The algorithm that says if the current test passes or fails when compared to historical results can vary. It can be:
- Using a floating average of historical data and setting a safe range around it and making sure the new result is in that range.
- Some other possibilities might evolve later. Above is just an example used now by some Performance teams.
Goal of this ADR is to propose a way for this kind of testing to be implemented in Konflux (feature STONE-679). Even if it would not deprecate full-blown performance and scale testing, having a release gate with some short and small scale performance test is desirable for many application teams.
# Glossary
- SUT: Subject Under Test
- Horreum: a results storage service: https://github.com/Hyperfoil/Horreum
- CPT: Continuous Performance Testing
# Decision
Let’s use this architecture with a single Horreum instance per control plane cluster (as it is similar to what we do for Tekton results). Horreum instances would be managed by Red Hat and used by tenants on specific cluster.
- Performance test runs in the Tekton pipeline and generates JSON with test parameters and results.
- Pipeline gathers configured monitoring metrics and add them to the JSON.
- Pipeline uploads the JSON with all the data to Horreum.
- Horreum performs result analysis, looking for changes in configured metrics.
- Pipeline gets PASS/FAIL decision from Horreum back to the pipeline, so pipeline can return proper result.
Although Horreum provides rich web UI for configuring JSON parsing, change detection and data visualization, it will stay hidden to Konflux users. Konflux will expose subset of that functionality in it’s own web UI and will talk to Horreum via it’s API interface.

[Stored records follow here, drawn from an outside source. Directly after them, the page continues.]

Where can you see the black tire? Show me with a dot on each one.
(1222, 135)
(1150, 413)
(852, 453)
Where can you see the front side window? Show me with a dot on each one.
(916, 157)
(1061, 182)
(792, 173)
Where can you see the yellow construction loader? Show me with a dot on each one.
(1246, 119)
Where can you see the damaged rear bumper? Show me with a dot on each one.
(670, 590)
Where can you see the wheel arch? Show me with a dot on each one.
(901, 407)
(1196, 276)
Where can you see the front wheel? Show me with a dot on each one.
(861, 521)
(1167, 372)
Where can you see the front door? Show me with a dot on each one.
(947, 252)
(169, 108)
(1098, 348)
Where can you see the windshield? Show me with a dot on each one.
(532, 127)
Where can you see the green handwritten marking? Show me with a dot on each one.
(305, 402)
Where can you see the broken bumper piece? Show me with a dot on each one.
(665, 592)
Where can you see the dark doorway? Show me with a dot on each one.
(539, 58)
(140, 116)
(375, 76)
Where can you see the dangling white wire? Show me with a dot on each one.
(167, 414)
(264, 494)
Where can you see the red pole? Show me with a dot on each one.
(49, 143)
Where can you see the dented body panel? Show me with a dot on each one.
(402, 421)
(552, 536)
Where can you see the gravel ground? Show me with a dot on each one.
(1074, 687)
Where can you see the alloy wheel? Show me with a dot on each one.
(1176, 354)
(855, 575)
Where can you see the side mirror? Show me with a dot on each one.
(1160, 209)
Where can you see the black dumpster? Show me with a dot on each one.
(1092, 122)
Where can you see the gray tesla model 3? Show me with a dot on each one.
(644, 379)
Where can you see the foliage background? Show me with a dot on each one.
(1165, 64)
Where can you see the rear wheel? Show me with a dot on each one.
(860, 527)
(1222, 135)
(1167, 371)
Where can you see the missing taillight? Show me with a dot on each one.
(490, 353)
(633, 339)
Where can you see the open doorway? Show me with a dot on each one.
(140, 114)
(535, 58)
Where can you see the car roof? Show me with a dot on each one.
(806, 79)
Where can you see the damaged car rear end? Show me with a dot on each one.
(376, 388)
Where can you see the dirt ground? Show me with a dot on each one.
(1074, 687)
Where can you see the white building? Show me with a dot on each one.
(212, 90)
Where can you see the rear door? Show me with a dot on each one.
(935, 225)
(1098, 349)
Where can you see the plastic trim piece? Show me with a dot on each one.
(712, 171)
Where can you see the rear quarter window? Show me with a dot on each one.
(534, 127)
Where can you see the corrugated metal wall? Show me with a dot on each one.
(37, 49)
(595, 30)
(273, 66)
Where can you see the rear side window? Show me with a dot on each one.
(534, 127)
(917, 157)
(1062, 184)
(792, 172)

We need to make a decision about one instance per cluster or one instance per tenant.
# Consequences
Pros:
- We can provide some best practices to customers wanting to do some basic performance regression testing.
- Horreum is end-to-end solution that already exists, is already used by multiple teams and has documentation for the whole process.

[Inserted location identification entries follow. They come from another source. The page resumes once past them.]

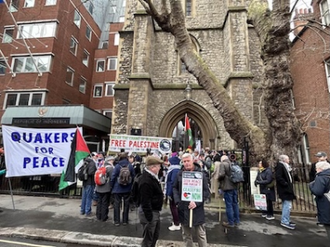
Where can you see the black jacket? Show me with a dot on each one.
(283, 183)
(318, 187)
(198, 212)
(151, 194)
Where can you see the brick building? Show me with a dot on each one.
(310, 68)
(154, 91)
(67, 40)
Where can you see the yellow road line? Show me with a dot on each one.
(25, 244)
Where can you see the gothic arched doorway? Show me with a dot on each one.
(198, 116)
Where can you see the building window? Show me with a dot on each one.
(88, 33)
(69, 76)
(29, 3)
(327, 72)
(109, 91)
(82, 85)
(8, 35)
(37, 30)
(3, 66)
(85, 58)
(91, 8)
(104, 45)
(112, 63)
(77, 18)
(14, 4)
(116, 42)
(97, 92)
(100, 65)
(50, 2)
(325, 12)
(28, 64)
(108, 113)
(73, 46)
(24, 98)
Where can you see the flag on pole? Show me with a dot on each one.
(79, 151)
(188, 131)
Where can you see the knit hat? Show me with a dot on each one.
(152, 160)
(174, 160)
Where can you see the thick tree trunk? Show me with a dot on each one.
(277, 84)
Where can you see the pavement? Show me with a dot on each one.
(58, 219)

- Konflux UI can display all the trends because historical data will be available in Horreum.
- Red Hat team that develops Horreum is willing to help with this effort.
- Integration scripts needed to run in the pipeline (to gather monitoring data, to upload results to Horreum, to get PASS/FAIL decision from Horreum…) that already exists:
- Monitor performance workloads.
- Process the data in Horreum.
- Gather monitoring data about SUT from Prometheus and bundle it to results that are uploaded to Horreum.
Cons:
- Somebody has to manage the Horreum instance. Required development time on it. Service instance needs ownership.
- Although Horreum uses Keycloak as well, some changes in the Horreum authentication mechanism might be required to cooperate with Konflux member cluster RBAC.
- To make sure Horreum users from one tenant are not able to access data from different tenant, created https://github.com/Hyperfoil/Horreum/issues/420.
- Horreum is used by multiple teams without any capacity issues, but Horreum itself was not perf&scale tested formally, so there might be some scaling issues.
- We would need to develop Konflux UI to get graphs/results from Horreum and to allow users to configure the change detection parameters for their tests.
- If we need one Horreum instance per workspace, that would require further development work (i.e. operator for provisioning per worksapce, data backup/restore etc).
- As the performance testing pipelines can be some heavy on resources, attribution of costs to users/workspaces might be tricky, but can be measured in a same way as we plan to measure functional tests or build pipelines.
- Attribution of costs to run the Horreum, maybe tracking these can be added to scope of https://issues.redhat.com/browse/STONE-215.
- Integration scripts that need to be created:
- Document / provide a step for integrating the change detection into pipeline.